Describe the different types of hearing loss.
Hearing loss can be classified as: conductive, sensorineural (perceptive), or combined loss. Problems of the external ear may also cause hearing impairment.
- Conductive hearing loss is defined as hearing loss that occurs due to damage to the outer and/or middle ear. Congenital defects, various infections, foreign bodies that become temporarily lodged in the ear canal, and trauma to the tympanic membrane, can all cause conductive hearing loss. Individuals with this type of hearing loss can generally benefit from hearing aids that amplify sounds.

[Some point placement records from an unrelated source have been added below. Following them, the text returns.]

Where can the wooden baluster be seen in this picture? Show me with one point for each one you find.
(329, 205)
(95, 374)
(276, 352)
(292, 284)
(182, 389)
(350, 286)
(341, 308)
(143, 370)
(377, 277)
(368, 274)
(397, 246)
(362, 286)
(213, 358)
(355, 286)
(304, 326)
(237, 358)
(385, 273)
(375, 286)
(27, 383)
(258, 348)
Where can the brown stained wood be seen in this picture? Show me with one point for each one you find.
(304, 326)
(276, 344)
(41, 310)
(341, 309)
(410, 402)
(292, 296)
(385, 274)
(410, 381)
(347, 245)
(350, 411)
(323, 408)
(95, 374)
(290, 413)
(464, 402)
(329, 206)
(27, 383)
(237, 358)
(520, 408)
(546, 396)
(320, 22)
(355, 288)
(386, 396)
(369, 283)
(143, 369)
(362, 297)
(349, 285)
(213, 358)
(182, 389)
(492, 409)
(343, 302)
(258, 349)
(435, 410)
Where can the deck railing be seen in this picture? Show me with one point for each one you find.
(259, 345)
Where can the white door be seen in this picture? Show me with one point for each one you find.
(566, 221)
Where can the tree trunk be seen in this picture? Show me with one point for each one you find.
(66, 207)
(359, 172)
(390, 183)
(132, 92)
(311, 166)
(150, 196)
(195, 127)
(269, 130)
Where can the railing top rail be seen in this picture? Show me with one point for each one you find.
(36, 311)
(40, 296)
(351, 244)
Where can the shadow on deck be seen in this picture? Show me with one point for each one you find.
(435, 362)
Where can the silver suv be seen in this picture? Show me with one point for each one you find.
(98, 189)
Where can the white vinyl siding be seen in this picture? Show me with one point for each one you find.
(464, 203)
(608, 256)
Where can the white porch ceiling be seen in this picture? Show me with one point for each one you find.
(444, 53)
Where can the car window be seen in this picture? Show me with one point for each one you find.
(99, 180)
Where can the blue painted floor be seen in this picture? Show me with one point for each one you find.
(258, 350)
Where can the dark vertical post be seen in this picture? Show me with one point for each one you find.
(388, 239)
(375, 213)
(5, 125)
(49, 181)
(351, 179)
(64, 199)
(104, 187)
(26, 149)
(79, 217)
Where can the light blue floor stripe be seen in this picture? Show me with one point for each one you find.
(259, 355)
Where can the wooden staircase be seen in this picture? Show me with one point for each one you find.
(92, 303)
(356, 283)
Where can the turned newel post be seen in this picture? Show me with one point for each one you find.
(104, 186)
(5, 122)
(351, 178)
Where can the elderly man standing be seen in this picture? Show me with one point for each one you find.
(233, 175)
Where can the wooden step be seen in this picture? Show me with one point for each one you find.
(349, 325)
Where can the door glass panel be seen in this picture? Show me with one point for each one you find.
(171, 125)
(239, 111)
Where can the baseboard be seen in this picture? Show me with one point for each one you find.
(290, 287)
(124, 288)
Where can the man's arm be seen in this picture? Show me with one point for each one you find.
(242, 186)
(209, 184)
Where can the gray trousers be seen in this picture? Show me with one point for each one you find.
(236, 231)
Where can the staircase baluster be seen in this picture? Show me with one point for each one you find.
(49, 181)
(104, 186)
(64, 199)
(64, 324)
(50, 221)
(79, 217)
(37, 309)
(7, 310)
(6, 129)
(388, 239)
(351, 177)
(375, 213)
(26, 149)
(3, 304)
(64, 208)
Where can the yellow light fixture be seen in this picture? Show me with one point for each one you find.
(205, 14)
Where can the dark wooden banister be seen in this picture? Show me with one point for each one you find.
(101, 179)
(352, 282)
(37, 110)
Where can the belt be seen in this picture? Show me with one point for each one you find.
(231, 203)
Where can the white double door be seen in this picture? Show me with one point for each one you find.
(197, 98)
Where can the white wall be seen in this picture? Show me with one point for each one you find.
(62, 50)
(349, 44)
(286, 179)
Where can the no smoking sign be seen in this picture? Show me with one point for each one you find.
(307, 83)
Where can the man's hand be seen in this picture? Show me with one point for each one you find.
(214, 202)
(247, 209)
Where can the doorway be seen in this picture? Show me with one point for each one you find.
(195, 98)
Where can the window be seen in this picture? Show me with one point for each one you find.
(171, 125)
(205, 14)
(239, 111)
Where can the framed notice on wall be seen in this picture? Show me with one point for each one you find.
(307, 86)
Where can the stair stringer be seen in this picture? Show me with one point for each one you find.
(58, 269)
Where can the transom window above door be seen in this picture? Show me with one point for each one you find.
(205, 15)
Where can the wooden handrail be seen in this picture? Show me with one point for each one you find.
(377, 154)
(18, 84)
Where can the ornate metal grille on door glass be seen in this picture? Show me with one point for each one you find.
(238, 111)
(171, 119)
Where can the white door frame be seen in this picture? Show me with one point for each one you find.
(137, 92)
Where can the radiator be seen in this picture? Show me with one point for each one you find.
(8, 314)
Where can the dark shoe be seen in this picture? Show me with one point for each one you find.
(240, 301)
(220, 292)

- Diseases in the inner ear or nerve pathways can cause sensorineural (perceptive) hearing loss. The person with sensorineural hearing loss may have the following difficulties: loss of sensitivity to sound, inability to discriminate between sounds, and a loss of a sense of balance. The individual who experiences a loss of sensitivity will have a severe impairment that cannot be corrected with a hearing aid.
- Combined hearing loss involves both conductive and sensorineural (perceptive) hearing impairment.
- Problems of the external ear can result in hearing loss. This usually occurs due to trauma or infections.
Deutsch. “Hearing Impairments.” In P. Deutsch and H. Sawyer (Ed.) A Guide to Rehabilitation. White Plains, NY: AHAB Press.